• Israël: assouplissement des réglementations entourant le cannabis médical
  • Israël: assouplissement des réglementations entourant le cannabis médical

Israel: relaxation of regulations surrounding medical cannabisInternational

Published 14 June 2023 by AQIC

The Knesset’s Health Committee decided on Tuesday that access to medical cannabis will be significantly expanded, with many more patients qualifying – without the need to obtain a special license to use the drug.

The decision is part of a reform led by the Health Ministry in recent months. Within the reform’s framework, patients with a wide range of diseases and medical conditions will no longer be required to obtain a license in order to receive medical cannabis.

According to the approved regulations, patients will receive a prescription similar to those for other prescription medications. The regulations will come into effect within six months, after the necessary preparations by the relevant authorities.

The regulations state that starting now, individuals suffering from the following diseases and medical conditions will be eligible to receive a cannabis prescription: epilepsy, Crohn's disease, dementia, autism (without age restriction), oncological diseases, multiple sclerosis, HIV/AIDS and terminally ill patients with a life expectancy of fewer than six months.

These patients will no longer require a license but will be able to receive a prescription from specific doctors who will receive training relating to cannabis usage.

This represents a change compared to the current health regulations, under which cancer patients with "an active oncological disease or those undergoing active cancer treatment for the relief of symptoms or treating side effects," are eligible to obtain a license for medical cannabis.

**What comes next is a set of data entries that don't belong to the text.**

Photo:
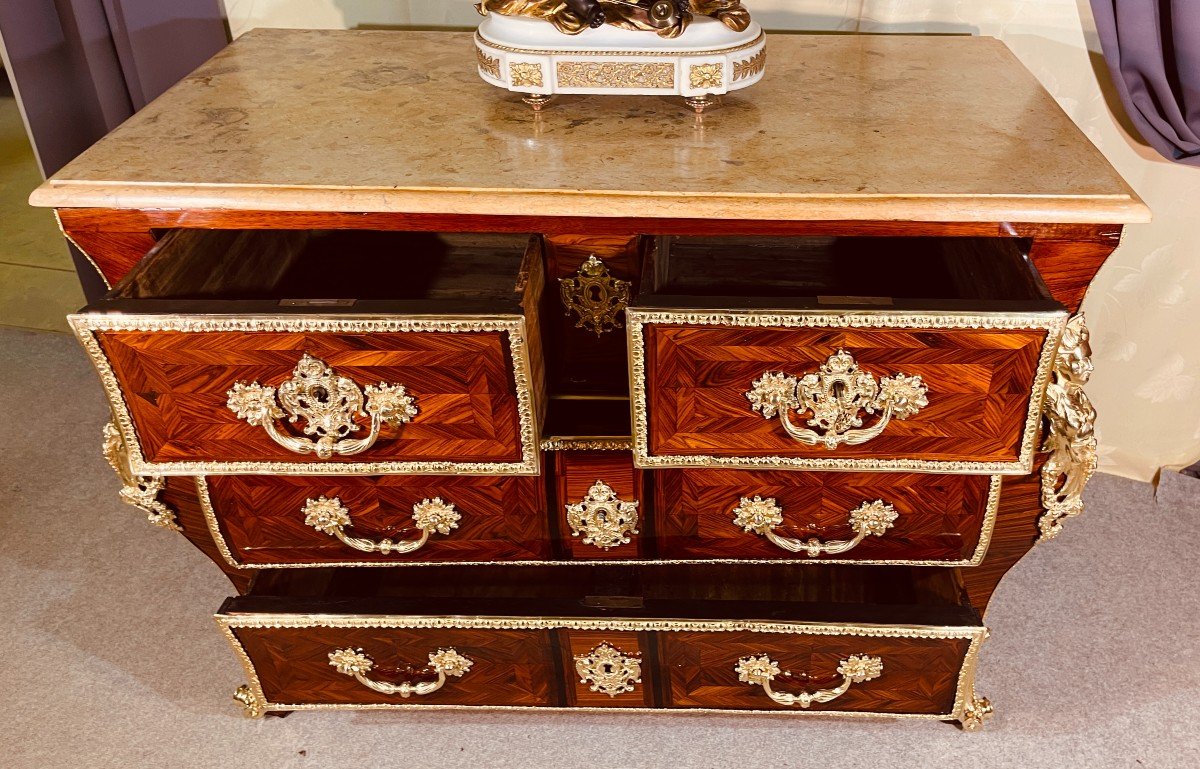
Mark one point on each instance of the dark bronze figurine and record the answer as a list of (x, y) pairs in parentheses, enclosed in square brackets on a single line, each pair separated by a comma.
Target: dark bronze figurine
[(669, 18)]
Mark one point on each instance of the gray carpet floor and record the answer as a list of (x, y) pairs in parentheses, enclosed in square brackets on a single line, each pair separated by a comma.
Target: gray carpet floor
[(111, 658)]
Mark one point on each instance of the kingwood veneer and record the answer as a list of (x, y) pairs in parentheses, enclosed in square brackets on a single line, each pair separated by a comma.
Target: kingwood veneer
[(755, 420)]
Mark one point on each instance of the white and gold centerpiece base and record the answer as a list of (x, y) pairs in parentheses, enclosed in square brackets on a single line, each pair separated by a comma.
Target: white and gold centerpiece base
[(531, 56)]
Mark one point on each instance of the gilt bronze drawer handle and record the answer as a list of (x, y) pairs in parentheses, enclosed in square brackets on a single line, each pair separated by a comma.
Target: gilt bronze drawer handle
[(357, 664), (853, 670), (603, 518), (761, 516), (327, 403), (837, 396), (331, 517)]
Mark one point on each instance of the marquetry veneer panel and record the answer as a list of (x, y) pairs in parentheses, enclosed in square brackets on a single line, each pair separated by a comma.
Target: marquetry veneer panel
[(262, 518), (509, 667), (174, 385), (529, 661), (979, 386), (919, 674), (941, 518)]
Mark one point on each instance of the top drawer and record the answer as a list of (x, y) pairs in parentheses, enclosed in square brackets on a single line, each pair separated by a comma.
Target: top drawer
[(324, 353), (841, 354)]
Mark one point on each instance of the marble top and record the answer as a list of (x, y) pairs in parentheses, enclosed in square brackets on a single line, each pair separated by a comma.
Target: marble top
[(841, 127)]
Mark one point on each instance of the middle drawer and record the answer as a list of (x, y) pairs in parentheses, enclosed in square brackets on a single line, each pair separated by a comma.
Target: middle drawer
[(595, 506), (295, 521)]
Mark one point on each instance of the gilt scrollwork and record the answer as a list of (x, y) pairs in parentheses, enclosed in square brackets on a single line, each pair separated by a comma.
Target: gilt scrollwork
[(139, 491), (250, 706), (762, 516), (761, 671), (1071, 438), (331, 517), (837, 395), (327, 403), (601, 518), (355, 664), (595, 296), (976, 713), (609, 670), (669, 18)]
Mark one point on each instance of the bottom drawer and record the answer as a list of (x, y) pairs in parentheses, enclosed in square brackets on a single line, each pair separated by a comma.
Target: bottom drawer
[(750, 638)]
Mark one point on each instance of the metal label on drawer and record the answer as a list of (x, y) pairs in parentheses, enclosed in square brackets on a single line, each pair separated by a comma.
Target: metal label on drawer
[(613, 601), (318, 302)]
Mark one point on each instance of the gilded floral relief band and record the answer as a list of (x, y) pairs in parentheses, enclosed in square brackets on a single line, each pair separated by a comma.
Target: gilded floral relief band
[(981, 551), (637, 318), (88, 325), (256, 704)]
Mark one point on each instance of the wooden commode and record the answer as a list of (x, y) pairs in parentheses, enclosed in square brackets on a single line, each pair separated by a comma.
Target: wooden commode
[(607, 406)]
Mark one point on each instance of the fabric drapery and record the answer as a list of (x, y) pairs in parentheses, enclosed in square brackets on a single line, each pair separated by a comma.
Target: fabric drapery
[(1152, 48)]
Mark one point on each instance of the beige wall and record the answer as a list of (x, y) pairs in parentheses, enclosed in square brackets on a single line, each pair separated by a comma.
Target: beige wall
[(1143, 306)]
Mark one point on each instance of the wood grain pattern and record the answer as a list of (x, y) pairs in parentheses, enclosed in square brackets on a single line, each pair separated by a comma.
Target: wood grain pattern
[(633, 644), (1068, 265), (1017, 533), (118, 238), (180, 496), (509, 667), (575, 473), (175, 385), (979, 384), (919, 674), (262, 517), (941, 516)]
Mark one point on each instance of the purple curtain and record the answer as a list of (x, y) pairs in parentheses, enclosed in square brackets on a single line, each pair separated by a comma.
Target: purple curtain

However, a delay in training specialized doctors who can prescribe cannabis may slow down the process and push back the expected date when the new legislation will begin operating.

According to the regulations, "some applicants for medical cannabis treatment will be able to receive a prescription from a doctor instead of obtaining a license for possession and use of cannabis."

Until now, treatment with cannabis was only authorized under a license approved by the Health Ministry, causing long waiting times and bureaucratic complexity as patients attempted to get approval.

Opponents of the move claim that it will lead to dependency and addiction to the drug.

Currently, there are about 100,000 patients in Israel with licenses for medical cannabis consumption, the majority of whom suffer from diseases, pain and post-traumatic stress disorder. During discussions on the regulations, patients expressed concern that these particular diseases and conditions aren’t included in the new regulations.

"This is only the first stage; there are additional medical conditions that require attention and treatment,” Knesset member Uriel Busso, the committee’s chairman, said.

“Our focus is on the patient’s wellbeing and the desire to alleviate their pain, increase availability and access to physicians, and lower prices – while taking into account concerns about abuse and harmful use of the drug," he added.

Aharon Shabi, director of the addiction treatment service at the Welfare and Social Services Ministry, said that: "We must ensure that prescriptions don’t increase addiction and lead to a further use of additional psychoactive substances."

However not everyone supports the decision.

"The regulations dramatically expand the number of physicians who can approve cannabis use and the medical conditions that allow for its prescription," said Professor Hagai Levine, chairman of Israel’s Association of Public Health Physicians. "These add an unnecessary risk of addiction."

Meanwhile, the Knesset’s Finance Committee reduced and approved new medical fees as part of the transition from cannabis licenses to prescriptions.

In response to the committee's request, the fee for annual prescription issuance for patients was reduced to 180 shekels instead of the original 220 shekels, and the self-participation fee will stand at 360 shekels.

During the previous discussion on the subject, the Finance Committee criticized the prices required for license issuance and prescriptions under the planned step and demanded that the Health Ministry, Finance Ministry and health maintenance organizations (HMO) to present the committee with lower prices for patients.

In response, the ministries and HMOs argued that the prices were the lowest fees that could be set to allow the program to continue and that cannabis isn’t included in Israel’s health basket. They added that there are additional costs associated with training and recruiting physicians, providing more complex treatment to patients, and adapting computer systems, among others.

At the beginning of Tuesday’s discussion, the committee’s chairman, Knesset member Moshe Gafni, noted that he isn’t willing to approve the proposed fee.

"Some of the services provided are essential, and I don't understand why there’s a need to charge so much money for them. There are many patients in difficult financial situations," he said.

During the discussion, Roee Kahan, head of the budget department at Clalit Health Services, the country's largest HMO, said that: "As part of this new move, we’re required to establish a system with doctors issuing prescriptions, a nursing system, a call center – and we’ll need to establish a digital center as well."

“Since this issue is not included in Israel’s health basket, I can’t impose to get it from a doctor. If the health minister had included the service in the health basket and budgeted it accordingly, things would be different," he added.